I have reviewed the Convention of States approach to getting constitutional amendments and find it to be deeply flawed.
There are fewer than 200 persons alive today who are remotely capable of drafting well-written constitutional amendments, and it is unlikely that any of them would be elected or appointed to the convention you seem to envision. Good intentions are not enough. It is a highly advanced art that is vastly more difficult to get right than to design a mission to Mars. Well-written amendments have to not only express an aspiration, but provide effective structure and process, avoid unintended consequences, and be highly resistant to clever misinterpretation. There can be no ambiguities, because any ambiguity opens the way for distortion. It must always be kept in mind that the people who carry out any amendment will not share our concerns or our understandings. They are more likely to be enemies of our intentions.
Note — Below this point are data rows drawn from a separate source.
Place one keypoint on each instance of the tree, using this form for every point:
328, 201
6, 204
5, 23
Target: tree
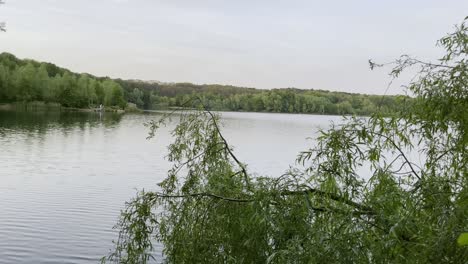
2, 24
211, 209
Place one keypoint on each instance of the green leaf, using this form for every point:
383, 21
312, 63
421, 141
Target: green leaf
463, 239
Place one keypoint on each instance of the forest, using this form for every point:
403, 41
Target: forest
23, 80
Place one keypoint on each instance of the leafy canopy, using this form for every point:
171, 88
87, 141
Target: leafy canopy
211, 209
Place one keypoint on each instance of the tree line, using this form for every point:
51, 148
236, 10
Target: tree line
29, 80
231, 98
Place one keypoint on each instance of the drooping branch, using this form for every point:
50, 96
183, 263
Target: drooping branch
362, 208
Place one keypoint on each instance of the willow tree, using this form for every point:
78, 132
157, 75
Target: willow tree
211, 209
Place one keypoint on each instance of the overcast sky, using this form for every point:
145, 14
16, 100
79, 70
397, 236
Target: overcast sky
255, 43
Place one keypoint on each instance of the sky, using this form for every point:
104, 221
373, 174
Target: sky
252, 43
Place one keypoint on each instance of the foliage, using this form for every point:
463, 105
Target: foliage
211, 209
27, 80
231, 98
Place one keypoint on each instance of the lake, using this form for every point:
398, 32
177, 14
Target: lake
65, 176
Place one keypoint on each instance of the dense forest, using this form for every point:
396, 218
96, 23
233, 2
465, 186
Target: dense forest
28, 80
231, 98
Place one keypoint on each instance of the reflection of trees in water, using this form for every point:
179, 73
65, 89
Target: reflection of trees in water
37, 123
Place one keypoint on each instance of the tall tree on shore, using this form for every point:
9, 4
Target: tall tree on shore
211, 209
2, 24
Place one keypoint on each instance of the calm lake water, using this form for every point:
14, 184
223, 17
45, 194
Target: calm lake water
65, 176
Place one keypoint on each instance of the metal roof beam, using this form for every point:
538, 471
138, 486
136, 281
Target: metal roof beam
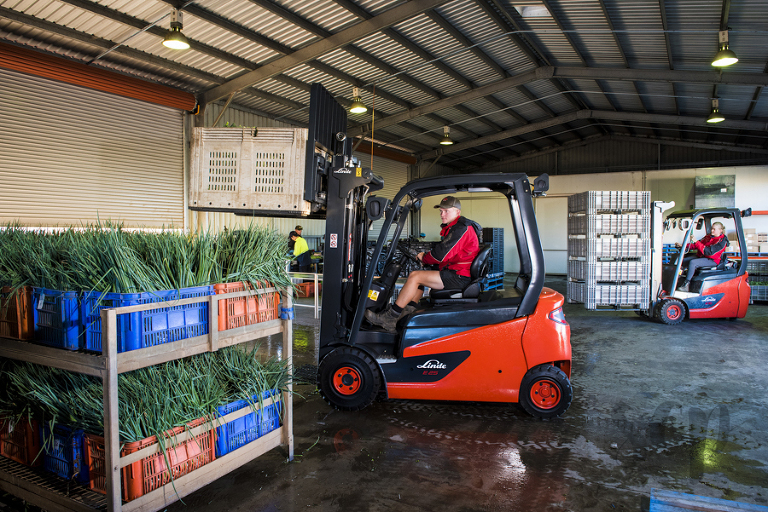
157, 31
319, 48
594, 114
658, 75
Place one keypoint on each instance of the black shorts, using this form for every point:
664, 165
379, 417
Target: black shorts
453, 281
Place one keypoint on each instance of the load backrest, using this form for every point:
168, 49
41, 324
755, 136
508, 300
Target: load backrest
479, 267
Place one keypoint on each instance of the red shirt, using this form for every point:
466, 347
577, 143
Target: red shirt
457, 248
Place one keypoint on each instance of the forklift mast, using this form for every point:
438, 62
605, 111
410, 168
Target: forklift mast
337, 187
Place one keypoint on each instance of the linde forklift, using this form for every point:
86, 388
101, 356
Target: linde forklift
459, 345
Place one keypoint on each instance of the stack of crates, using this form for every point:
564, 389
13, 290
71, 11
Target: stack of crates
609, 249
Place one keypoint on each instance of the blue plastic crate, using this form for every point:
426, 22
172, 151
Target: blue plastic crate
66, 457
236, 433
242, 431
57, 318
269, 417
146, 328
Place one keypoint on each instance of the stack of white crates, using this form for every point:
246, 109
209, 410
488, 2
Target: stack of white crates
609, 249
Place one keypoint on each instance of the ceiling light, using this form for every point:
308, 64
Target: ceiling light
724, 57
357, 106
532, 11
715, 116
174, 38
446, 140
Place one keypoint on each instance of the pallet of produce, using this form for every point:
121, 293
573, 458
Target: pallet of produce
154, 471
17, 319
239, 432
146, 328
57, 318
20, 440
253, 309
63, 453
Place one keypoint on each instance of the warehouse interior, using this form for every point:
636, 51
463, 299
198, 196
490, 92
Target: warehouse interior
99, 121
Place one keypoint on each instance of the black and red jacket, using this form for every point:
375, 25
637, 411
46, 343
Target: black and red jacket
711, 247
458, 247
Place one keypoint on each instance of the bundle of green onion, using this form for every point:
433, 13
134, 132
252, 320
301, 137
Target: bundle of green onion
152, 400
107, 258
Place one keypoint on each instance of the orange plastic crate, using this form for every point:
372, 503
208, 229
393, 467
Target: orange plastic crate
16, 314
20, 441
151, 472
248, 310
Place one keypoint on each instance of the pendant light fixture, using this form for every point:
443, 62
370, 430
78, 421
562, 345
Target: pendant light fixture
446, 140
715, 116
357, 107
724, 56
174, 38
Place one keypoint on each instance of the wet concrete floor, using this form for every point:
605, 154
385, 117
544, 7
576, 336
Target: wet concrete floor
672, 407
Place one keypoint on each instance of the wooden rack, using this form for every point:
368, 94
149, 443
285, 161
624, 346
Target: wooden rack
53, 494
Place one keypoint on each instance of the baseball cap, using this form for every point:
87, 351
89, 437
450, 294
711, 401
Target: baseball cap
449, 202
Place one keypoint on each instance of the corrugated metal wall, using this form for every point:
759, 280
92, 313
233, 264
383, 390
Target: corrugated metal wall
70, 154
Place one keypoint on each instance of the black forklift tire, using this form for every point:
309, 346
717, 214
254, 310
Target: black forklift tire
545, 392
671, 311
348, 379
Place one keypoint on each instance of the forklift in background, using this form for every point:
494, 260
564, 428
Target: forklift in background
716, 291
460, 345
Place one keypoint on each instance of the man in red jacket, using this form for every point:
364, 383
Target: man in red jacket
709, 249
453, 255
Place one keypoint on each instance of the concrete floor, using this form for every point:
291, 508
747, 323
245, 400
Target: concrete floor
672, 407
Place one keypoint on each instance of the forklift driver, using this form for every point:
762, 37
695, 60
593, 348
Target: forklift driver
709, 250
454, 255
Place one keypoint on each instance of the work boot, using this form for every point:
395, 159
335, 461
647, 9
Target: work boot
386, 319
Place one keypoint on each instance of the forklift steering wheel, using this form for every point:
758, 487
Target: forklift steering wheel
408, 252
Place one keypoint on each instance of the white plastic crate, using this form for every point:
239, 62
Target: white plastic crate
611, 271
609, 295
592, 225
612, 200
617, 248
235, 170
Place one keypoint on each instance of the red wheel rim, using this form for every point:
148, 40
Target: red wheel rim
545, 394
674, 311
347, 381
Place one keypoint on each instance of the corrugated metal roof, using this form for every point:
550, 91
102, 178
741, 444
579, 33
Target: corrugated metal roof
477, 40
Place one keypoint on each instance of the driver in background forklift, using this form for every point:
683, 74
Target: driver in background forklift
709, 249
454, 254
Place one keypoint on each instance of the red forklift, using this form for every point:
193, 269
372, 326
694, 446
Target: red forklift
460, 345
716, 291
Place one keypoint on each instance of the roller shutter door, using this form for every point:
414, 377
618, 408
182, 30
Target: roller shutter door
395, 176
70, 155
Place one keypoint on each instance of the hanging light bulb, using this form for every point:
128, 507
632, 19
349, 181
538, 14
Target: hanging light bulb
446, 140
357, 106
715, 116
174, 38
724, 56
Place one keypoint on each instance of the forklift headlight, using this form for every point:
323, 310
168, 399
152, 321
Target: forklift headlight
558, 316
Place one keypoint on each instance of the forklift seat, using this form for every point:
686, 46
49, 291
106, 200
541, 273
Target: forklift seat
471, 293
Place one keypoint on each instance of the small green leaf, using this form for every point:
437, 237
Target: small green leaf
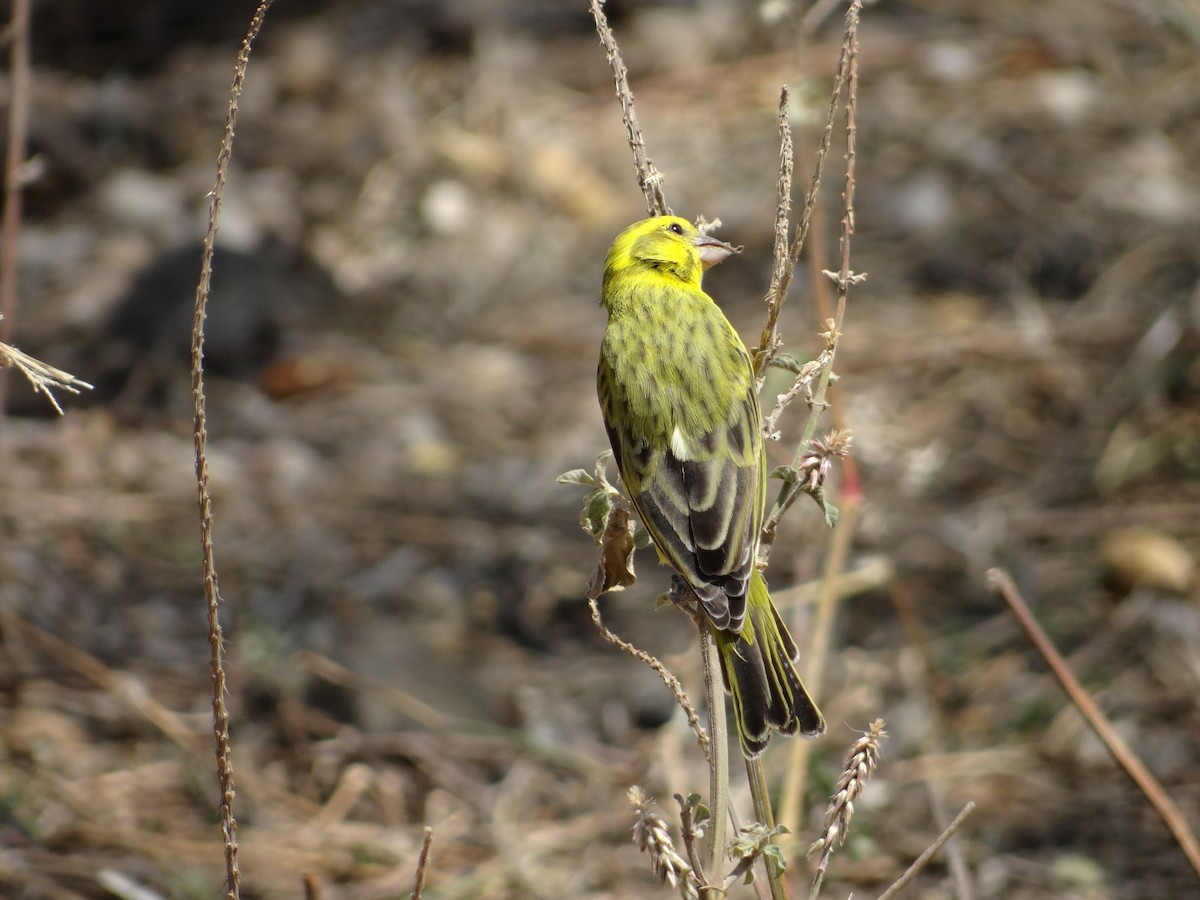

But even were it possible to assemble those 200 experts, it is unlikely they would come up with competent amendments during a single convention of a few weeks. Hammering out sound amendments will be a process of many meetings over a period of years, with extensive discussion between meetings.
The only approach that might work would take the following steps:
1. A series of meetings to draft carefully constructed amendments.
2. Get at least 34 state legislatures to adopt identical resolutions demanding Congress propose those identical amendments to the state legislatures for ratification.
3. Get Congress to propose those identical amendments to the state legislatures, without changes.
4. Get at least 38 state legislatures to ratify those identical amendments.
No Article V convention. That won't work. What might work are a series of private conventions to do the hard work of drafting.